WELLINGTON (Reuters) - New Zealand's Telecom Corp Ltd lowered its earnings guidance for the year and warned of hundreds of job cuts as the country's biggest telecommunications company struggles to compete on broadband pricing and in its business operations.
The top-10 firm warned that ongoing restructuring would result in more job losses down the line and could see full-year adjusted earnings come in at NZ$1.04 billion to NZ$1.06 billion, lower than its previous forecast of flat to a low single-digit percentage fall from NZ$1.09 billion in 2012.
"It is pretty apparent that it will be well into the hundreds (of staff cuts) over the next few months," Telecom Chief Executive Officer Simon Moutter told reporters, adding that it would announce details in May.
The job losses would follow roughly 350 cuts to date.
The top-10 firm's adjusted net profit was NZ$162 million, slightly higher than market expectations as growth in its mobile business offset low margins on its broadband price plans, while fixed-line businesses also suffered.
Forecasts had been for profits of NZ$157 million, according to a Reuters poll of three analysts.
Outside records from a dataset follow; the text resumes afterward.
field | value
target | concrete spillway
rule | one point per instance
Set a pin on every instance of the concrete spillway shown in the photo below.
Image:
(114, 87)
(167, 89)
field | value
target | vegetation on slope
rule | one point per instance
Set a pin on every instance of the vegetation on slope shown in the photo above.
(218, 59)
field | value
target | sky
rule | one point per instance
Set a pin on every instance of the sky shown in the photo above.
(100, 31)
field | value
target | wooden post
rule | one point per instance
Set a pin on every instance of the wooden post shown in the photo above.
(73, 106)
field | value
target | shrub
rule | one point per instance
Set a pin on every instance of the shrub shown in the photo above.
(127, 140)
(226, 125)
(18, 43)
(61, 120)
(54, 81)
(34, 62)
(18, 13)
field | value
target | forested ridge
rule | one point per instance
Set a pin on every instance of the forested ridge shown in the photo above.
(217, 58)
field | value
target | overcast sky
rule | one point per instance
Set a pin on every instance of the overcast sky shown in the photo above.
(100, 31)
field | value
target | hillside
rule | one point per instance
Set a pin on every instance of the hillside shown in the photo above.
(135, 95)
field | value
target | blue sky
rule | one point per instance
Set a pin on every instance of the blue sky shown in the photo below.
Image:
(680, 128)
Profits were significantly down from NZ$240 million in 2012, reflecting significant one-off gains made last year from its demerger in late 2011, when it split off its fixed-line network operations into Chorus Ltd.
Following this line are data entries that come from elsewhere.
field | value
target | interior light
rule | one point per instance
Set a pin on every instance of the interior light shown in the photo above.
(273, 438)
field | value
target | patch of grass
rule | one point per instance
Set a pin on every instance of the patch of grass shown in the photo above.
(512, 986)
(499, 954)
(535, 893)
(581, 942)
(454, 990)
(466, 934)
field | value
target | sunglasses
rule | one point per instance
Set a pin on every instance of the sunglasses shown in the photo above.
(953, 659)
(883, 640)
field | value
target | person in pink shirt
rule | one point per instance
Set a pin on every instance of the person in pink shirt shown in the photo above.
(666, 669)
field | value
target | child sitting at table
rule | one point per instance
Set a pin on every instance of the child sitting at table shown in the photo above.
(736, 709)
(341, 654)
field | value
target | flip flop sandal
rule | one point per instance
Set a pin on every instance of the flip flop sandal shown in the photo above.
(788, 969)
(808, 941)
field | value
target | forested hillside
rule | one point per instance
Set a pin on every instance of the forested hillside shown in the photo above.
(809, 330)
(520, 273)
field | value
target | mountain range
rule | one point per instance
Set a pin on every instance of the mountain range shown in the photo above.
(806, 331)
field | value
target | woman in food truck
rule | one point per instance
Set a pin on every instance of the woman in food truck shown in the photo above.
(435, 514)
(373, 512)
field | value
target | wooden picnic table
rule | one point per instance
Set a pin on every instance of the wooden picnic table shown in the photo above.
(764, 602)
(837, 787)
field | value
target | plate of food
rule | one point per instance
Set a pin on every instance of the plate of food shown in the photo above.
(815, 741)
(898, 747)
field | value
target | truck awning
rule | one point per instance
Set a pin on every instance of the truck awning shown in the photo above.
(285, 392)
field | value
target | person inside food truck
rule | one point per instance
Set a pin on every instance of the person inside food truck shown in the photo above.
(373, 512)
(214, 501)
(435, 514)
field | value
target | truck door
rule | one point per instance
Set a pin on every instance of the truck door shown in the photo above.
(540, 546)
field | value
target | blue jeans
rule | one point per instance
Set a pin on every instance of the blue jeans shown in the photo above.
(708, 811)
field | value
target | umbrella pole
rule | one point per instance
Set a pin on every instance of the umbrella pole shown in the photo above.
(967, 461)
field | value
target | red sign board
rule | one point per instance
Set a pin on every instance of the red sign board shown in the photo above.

Telecom offers retail fixed-line and Internet services, using Chorus's network but sells mobile services using the network infrastructure it retained.
It announced a dividend of 8 cents per share, down from 9 cents last year.
Despite Telecom's downgraded outlook, its shares rose 1.1 percent to a session high of NZ$2.23, on optimism that restructuring will help the firm compete with Vodafone, in the broadband market after it bought Telstraclear's operations last year.
"There's some anticipation of the restructuring potential coming through," said Shane Solly, portfolio manager at Mint Asset Management in Auckland.
But he added that Telecom could face a rocky future, adding, "The restructuring announcement will be very influential in how people consider the company going forward."
Earlier this week Telecom said it would join Vodafone and Australia's Telstra to build a submarine cable between New Zealand and Australia, offering increased capacity and speeds.